WCF Implementation: Removing Duplicates
The final scenario I want to discuss, is that of redundant messages.
- In this case, the client sends M5. M5 is actually delivered to the service.
- However, while sending the acknowledgment back, the network goes down.
- So the client – having not received the acknowledgment – is tricked to think that M5 was not delivered. So it resends M5 again.
- The service receives M5 a second time. However, the service channel keeps track of all message sequence numbers inside its cache, and it finds out that M5 is a duplicate so it silently discards the message and sends back the ack to the client so that it stops retrying.
Bindings Session Support
<reliableSession> Binding Element
Sessions are enabled on bindings that support RM, by using the <reliableSession> binding element. This element has two attributes.

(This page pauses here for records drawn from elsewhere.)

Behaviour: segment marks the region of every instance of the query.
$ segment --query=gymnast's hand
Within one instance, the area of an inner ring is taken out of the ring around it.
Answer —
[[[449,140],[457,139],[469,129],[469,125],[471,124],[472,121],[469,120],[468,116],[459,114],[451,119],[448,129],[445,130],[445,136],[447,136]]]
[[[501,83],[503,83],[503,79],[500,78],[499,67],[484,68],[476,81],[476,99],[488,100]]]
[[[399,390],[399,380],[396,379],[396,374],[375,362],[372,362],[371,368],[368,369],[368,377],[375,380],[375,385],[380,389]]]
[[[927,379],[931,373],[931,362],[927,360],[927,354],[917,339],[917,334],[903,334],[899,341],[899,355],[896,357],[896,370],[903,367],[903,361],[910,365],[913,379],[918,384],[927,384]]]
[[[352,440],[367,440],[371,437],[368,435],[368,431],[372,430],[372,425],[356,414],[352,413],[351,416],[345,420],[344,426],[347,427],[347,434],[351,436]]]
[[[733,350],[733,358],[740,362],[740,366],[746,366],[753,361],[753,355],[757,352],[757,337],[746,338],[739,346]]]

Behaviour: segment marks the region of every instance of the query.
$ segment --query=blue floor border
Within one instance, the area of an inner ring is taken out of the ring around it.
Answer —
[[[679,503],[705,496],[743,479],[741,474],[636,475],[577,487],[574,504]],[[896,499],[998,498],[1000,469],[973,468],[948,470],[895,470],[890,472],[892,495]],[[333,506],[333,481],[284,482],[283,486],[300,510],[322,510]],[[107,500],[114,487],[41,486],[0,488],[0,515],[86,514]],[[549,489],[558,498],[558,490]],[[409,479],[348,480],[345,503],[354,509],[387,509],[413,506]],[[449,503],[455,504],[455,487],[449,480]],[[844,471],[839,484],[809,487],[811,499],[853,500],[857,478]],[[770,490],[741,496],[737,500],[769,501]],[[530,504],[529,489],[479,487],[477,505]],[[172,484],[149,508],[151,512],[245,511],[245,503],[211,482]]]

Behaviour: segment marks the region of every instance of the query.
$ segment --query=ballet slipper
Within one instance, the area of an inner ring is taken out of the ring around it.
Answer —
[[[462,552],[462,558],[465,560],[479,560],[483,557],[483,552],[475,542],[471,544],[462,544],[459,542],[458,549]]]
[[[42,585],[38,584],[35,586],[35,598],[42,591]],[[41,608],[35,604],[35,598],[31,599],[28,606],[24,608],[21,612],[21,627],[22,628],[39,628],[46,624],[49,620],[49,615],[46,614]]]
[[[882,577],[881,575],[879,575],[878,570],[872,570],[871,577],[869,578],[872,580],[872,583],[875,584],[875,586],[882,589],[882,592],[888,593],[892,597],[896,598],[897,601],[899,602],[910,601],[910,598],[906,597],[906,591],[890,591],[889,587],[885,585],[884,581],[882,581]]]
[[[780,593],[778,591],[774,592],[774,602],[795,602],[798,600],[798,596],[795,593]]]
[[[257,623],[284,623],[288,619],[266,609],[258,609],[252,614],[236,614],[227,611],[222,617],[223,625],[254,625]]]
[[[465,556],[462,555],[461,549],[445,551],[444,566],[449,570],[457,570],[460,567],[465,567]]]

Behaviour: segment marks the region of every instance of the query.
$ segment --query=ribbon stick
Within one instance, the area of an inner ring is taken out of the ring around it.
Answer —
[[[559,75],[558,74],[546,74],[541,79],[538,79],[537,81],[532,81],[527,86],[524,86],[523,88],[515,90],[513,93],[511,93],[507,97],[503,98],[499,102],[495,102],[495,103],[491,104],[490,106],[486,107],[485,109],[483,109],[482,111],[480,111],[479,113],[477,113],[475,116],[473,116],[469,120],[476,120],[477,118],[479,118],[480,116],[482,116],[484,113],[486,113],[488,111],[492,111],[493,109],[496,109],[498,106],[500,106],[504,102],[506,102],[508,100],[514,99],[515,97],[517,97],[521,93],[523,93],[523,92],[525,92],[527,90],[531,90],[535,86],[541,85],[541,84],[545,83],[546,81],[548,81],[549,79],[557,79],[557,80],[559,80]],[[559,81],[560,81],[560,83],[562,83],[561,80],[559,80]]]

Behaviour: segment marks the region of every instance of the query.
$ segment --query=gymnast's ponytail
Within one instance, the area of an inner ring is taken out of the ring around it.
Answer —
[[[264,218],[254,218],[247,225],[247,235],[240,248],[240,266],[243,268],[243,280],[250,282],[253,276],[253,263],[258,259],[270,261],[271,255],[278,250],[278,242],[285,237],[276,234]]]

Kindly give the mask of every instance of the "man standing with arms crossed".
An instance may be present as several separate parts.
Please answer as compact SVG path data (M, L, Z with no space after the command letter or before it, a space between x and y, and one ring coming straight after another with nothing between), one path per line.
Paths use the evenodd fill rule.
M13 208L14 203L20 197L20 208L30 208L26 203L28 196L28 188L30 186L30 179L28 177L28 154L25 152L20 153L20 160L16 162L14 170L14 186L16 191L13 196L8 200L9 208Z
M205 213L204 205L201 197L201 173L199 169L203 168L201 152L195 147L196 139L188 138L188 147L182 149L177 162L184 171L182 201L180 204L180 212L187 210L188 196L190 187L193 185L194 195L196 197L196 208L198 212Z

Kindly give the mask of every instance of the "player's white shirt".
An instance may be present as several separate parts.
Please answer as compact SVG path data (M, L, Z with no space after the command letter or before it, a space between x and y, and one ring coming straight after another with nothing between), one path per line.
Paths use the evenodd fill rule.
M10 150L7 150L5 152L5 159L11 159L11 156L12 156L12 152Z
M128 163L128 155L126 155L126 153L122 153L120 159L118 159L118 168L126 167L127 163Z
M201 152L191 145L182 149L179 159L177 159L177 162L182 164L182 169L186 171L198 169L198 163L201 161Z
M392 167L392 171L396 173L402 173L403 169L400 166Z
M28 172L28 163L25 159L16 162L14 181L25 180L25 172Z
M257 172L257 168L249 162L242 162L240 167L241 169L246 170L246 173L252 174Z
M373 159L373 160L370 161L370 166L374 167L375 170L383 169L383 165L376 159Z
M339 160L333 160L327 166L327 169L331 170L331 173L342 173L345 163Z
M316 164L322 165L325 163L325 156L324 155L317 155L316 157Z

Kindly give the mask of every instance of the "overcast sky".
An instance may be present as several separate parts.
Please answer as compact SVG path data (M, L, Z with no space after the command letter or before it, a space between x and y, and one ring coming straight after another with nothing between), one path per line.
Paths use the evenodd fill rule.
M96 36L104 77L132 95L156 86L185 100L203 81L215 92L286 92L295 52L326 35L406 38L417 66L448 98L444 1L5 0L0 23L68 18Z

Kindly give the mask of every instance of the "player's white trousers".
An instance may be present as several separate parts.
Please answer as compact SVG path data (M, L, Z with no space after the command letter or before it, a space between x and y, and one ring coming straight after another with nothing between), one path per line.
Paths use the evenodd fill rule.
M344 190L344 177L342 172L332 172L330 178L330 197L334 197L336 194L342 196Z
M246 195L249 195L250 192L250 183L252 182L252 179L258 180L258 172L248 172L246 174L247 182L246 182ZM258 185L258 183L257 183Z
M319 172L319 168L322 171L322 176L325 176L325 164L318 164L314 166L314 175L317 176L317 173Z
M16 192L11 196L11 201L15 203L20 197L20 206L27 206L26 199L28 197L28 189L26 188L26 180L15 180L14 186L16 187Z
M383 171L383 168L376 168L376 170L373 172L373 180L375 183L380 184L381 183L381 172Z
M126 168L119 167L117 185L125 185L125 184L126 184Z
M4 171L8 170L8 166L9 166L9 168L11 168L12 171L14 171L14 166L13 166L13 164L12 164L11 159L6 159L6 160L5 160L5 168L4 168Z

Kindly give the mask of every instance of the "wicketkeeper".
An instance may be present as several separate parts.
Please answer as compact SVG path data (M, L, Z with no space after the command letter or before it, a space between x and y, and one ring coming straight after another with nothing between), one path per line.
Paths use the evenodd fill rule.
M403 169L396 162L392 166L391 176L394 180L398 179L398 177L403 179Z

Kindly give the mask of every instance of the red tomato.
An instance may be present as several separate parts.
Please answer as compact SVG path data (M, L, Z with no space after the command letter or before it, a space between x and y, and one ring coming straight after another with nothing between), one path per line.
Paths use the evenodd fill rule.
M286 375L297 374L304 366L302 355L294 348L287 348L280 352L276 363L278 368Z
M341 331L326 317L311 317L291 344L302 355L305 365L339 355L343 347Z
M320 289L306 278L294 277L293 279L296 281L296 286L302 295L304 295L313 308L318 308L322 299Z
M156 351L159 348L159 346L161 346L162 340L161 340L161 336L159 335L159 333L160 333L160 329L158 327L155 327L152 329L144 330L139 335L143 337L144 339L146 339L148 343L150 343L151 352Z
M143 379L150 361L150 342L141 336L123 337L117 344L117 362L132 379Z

- “enabled”, enables reliable message delivery
- While “ordered”, enables in-order processing by the service model
When defining a custom binding, you can set more properties for the <reliableSession> binding element:
For example, here I am setting the acknowledgementInterval, which is the maximum time interval the channel is going to wait to send an acknowledgment for messages received up to that point. And the maxRetryCount which specifies the maximum number of times a reliable channel attempts to retransmit a message it has not received an acknowledgment for…
Overall you can check all attributes that you can specify using this link:
Out of the Box Bindings
The out-of-the bindings, vary in their support to RM:
- It should come as no surprise, that BasicHttpBinding does not support RM
- WSHttpBinding is of course built to support all WS-* headers, so it supports RM as long as its enabled using the <reliableSession> binding element
- WSDualHttpBinding also supports RM, and it does so implicitly, because it relies on RM for callbacks. You saw this binding in action in the previous module
- NetTcpBinding also supports RM when its enabled. Recall though that this is not an interoperable binding.
- The NetNamedPipeBinding relies on windows support for reliable message delivery and reliable streams through named pipes. Therefore RM is not needed.
- Similarly, NetMsmqBinding does not need RM as it relies on reliability guarantees offered by MSMQ.